By: Ellen Cans
A new restaurant has opened in Manhattan’s West Side at10 Lincoln Center Plaza in Geffen Hall, named Tatiana. The non-Kosher restaurant features cured beef and pastrami with West African-style flavoring. The restaurant is the first New York eatery for chef and establishment partner Kwame Onwuachi, who grew up in The Bronx. The Afro-Caribbean restaurant’s glittering room and floor-to-ceiling glass wall opened some two weeks ago, with a sample dish of short rib pastrami suya, served on the bone, going for $70 on the menu. A review by a writer in the NY Post called the pastrami meal “my favorite new dish of the decade”.
Chef Onwuachi already has experience opening other restaurants in Washington, DC, has starred as a competitor in Season 13 of the “Top Chef” television show in 2015, and wrote several books including a memoir named “Notes from a Young Black Chef”. In 2019, he earned a James Beard Foundation award as “Rising Star Chef of the Year”. He was also recognized by Food and Wine magazine and Esquire magazine. The 33-year-old chef was born in Long Island, NY, had lived in Nigeria with his grandfather for two years beginning at the age 10, has been a resident of Los Angeles, CA, and currently resides in Manhattan’s Murray Hill neighborhood. The chef has been featured in numerous articles in various newspapers, being praised for his stunning comeback following a troubled youth.

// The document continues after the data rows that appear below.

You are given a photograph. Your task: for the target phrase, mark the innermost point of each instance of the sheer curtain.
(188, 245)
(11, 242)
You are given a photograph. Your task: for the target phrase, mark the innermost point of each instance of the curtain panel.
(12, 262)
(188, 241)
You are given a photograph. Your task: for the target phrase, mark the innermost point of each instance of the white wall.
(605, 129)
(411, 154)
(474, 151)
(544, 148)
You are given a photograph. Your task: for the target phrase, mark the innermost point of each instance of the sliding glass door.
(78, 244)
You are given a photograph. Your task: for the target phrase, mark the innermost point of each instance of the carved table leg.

The new restaurant is named after Onwuachi’s older sister, who had helped raise him, while their mother went to work as a chef in a NYC restaurant. As it says on the eatery’s website: “This is my love letter to New York – written with the flavors, aromas and textures of my childhood, inspired by my culinary muse (and beloved sister) Tatiana.”

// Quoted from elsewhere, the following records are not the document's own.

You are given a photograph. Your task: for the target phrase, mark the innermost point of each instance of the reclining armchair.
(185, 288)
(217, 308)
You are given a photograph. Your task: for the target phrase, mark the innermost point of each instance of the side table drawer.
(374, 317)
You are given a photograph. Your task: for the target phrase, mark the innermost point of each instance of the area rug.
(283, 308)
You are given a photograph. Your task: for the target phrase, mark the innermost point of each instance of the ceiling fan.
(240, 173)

In a recent NY Post interview, Onwuachi said the pastrami short rib dish was a last-minute addition to the Manhattan restaurant. Onwuachi said he had never served it before, and only thought to add it to the menu days before the opening. “I wanted to do a special beef dish,” he said. “I was like, why don’t we do a play on pastrami as my ode to New York with an African twist?” The dish, which was called a “masterpiece” by the Post writer, was a collaborative effort with executive sous-chef Nicky Dembeck adding a caraway cocoa bread, and chef de cuisine Kamat Newman adding a sweet mustard jus and restaurant partner David Paz-Grusin’s cabbage. The short rib pastrami is made using Wagyu beef from Washington state, not the commonly used brisket. “I wanted to do it somewhat different. I like serving things on the bone,” Onwuachi said.
Asked what his favorite old-time pastrami sandwich is, Onwuachi replied, “Probably Katz’s,” referring to the classic NYC deli first opened in 1888.